UKPLab / sentence-transformers

Multilingual Sentence & Image Embeddings with BERT
https://www.SBERT.net
Apache License 2.0
14.38k stars 2.39k forks source link

Explainability of sbert for sentence similarity #1805

Open amitkayal opened 1 year ago

amitkayal commented 1 year ago

Hello,

I am trying to implement Transformers Interpret for sbert and not able to visualize the output to understand how sbert sentence similarity compares multiple sentences and the keywords which contributed to compare this.

Do we have any documentation available for this? Thanks

bm777 commented 1 year ago

I would rather say that the similarity function of SBERT is calculating the distance between vectors of d-dimension. Before calculating the distance, SBERT converts the query and the passages into vectors. These vectors of real values are deduced from the {query, passages} through encoders (biencoders: whatever we called it). For some models, dimension d = 768. Then the vectors with 768 as dimensions.

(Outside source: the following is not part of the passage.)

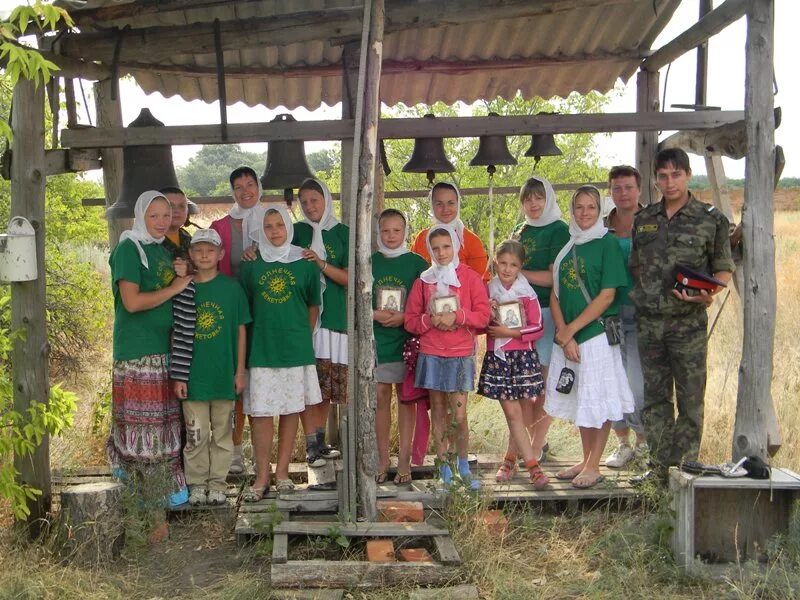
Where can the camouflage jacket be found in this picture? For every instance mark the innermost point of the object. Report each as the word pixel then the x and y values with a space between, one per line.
pixel 695 236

The similarity is deduced by just ranking the distances calculated, and then retrieving top-k passage related to the query based on semantic search. Your question is based on keyword matching, which is a lexical search, and for real use cases, it has some weaknesses like not considering the synonyms and antonyms. I don't know why you are using keyword matching, but I would rather try to understand semantic search, instead of lexical search.